The consumption of processed meat increases a person’s risk for cancer at a level comparable to smoking, according to a report issued today by WHO’s International Agency for Research On Cancer.
Consumption of red meat also is “probably carcinogenic” to humans, the panel concluded.
”These findings further support current public health recommendations to limit intake of meat,” Christopher Wild, PhD, director of the International Agency for Research on Cancer (IARC), said in a press release. “At the same time, red meat has nutritional value. Therefore, these results are important in enabling governments and international regulatory agencies to conduct risk assessments, in order to balance the risks and benefits of eating red meat and processed meat and to provide the best possible dietary recommendations.”
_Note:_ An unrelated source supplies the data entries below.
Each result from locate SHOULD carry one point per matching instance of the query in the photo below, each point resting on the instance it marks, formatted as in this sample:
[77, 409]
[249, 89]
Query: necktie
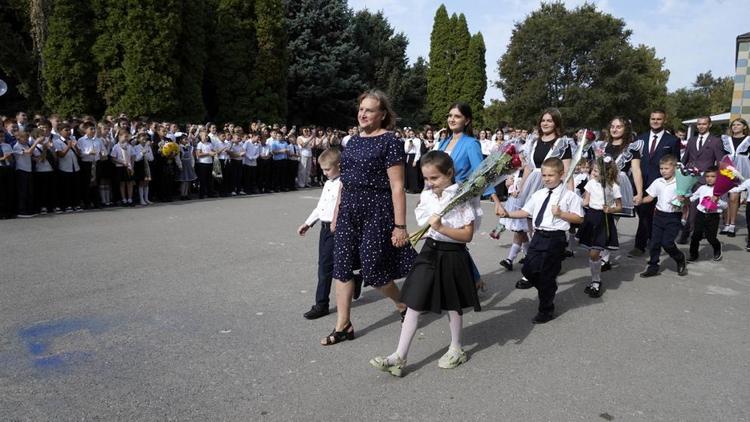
[540, 214]
[653, 145]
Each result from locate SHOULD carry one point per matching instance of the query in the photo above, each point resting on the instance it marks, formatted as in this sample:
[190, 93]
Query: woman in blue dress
[370, 222]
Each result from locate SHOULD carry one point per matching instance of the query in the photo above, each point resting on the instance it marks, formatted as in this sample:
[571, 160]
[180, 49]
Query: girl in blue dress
[370, 222]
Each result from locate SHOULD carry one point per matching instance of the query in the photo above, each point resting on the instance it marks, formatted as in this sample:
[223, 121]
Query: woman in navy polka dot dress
[370, 223]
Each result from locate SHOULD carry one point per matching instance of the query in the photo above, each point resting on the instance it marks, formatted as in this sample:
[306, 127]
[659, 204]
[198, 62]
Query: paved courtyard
[193, 311]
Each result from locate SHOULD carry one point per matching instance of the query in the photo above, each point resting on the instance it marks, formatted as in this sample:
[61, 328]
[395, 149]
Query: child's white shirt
[458, 217]
[596, 194]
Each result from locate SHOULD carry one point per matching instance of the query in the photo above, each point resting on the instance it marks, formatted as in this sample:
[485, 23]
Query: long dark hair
[464, 109]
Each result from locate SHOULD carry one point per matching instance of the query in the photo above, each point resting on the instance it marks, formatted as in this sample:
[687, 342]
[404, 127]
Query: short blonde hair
[389, 120]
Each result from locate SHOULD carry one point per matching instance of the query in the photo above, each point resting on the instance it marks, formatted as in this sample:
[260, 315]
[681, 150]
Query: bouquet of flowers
[170, 150]
[490, 172]
[727, 178]
[686, 177]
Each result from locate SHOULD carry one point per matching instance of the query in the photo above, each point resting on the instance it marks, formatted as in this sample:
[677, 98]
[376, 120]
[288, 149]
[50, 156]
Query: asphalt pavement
[193, 311]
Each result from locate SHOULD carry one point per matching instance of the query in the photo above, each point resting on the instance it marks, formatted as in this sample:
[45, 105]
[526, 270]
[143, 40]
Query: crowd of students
[51, 165]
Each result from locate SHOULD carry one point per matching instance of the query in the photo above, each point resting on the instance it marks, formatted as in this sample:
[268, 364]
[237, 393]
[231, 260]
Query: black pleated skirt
[441, 279]
[598, 231]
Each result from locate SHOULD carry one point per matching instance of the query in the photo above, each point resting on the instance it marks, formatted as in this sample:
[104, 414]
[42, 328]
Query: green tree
[474, 84]
[383, 63]
[440, 65]
[18, 65]
[323, 80]
[582, 62]
[413, 105]
[460, 66]
[271, 69]
[67, 61]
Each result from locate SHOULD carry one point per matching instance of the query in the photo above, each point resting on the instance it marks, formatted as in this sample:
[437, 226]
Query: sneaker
[635, 252]
[718, 254]
[395, 368]
[507, 264]
[452, 358]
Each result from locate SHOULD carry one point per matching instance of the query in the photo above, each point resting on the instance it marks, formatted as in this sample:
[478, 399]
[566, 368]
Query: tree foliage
[323, 79]
[67, 62]
[580, 61]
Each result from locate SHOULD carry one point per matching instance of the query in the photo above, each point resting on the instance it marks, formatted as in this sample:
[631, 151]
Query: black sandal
[338, 336]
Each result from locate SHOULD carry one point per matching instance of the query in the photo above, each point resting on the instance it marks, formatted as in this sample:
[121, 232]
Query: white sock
[408, 329]
[571, 241]
[596, 270]
[514, 250]
[455, 322]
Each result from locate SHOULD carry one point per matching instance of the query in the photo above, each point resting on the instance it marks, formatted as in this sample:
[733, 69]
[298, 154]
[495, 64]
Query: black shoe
[684, 237]
[523, 284]
[718, 254]
[507, 264]
[316, 312]
[635, 252]
[357, 286]
[594, 289]
[650, 272]
[681, 268]
[543, 317]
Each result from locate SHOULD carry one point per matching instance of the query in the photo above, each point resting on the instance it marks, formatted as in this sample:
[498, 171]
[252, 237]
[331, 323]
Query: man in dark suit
[656, 143]
[703, 151]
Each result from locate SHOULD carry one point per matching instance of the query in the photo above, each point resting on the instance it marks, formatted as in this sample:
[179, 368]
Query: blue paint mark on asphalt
[39, 338]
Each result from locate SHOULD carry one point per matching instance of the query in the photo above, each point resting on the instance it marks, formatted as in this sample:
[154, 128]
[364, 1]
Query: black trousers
[88, 195]
[412, 174]
[667, 226]
[250, 178]
[325, 265]
[205, 179]
[25, 192]
[7, 192]
[265, 174]
[543, 264]
[645, 222]
[44, 189]
[706, 227]
[68, 189]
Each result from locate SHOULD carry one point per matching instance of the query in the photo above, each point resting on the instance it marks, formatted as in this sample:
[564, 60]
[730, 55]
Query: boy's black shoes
[507, 264]
[681, 268]
[523, 284]
[316, 312]
[543, 317]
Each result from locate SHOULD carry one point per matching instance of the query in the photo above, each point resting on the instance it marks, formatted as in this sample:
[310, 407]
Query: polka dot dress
[365, 222]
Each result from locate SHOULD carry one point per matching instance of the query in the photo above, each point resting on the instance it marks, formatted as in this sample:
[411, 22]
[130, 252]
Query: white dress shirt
[664, 192]
[570, 202]
[429, 204]
[326, 204]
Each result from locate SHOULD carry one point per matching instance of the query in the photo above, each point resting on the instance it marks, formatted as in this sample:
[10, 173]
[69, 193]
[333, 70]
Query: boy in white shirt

The panel — comprised of 22 experts from 10 countries — gave the consumption of processed meat a Group 1 classification, meaning it is carcinogenic to humans.
The classification — which places processed meat in the same category as other known carcinogens such as cigarettes and asbestos — is based on “sufficient evidence” in humans that the consumption of processed meat causes colorectal cancer. The experts determined a person’s risk for colorectal cancer increases by 18% for each 50 g portion of processed meat consumed each day.
“For an individual, the risk of developing colorectal cancer because of their consumption of processed meat remains small, but this risk increases with the amount of meat consumed,” Kurt Straif, MD, MPH, PhD, senior scientist in the International Agency for Research on Cancer’s Unit of Carcinogen Identification and Evaluation, said in the press release. “In view of the large number of people who consume processed meat, the global impact on cancer incidence is of public health importance.”
The panel gave the consumption of red meat a Group 2A classification, meaning it is “probably carcinogenic” to humans.
The group based that decision on “limited evidence” that consumption of red meat causes cancer in humans, as well as “strong” mechanistic evidence that supports red meat’s carcinogenic effect. The available evidence that suggests a link between red meat and malignancy is primarily related to colorectal cancer; however, experts also pointed to associations with prostate cancer and pancreatic cancer.
The panel analyzed more than 800 studies that assessed the potential link between consumption of red or processed meat with several types of cancer. The studies included participants from many countries and populations with diverse dietary habits.
Large prospective cohort studies conducted in the past 2 decades provided the strongest evidence, according to the panel.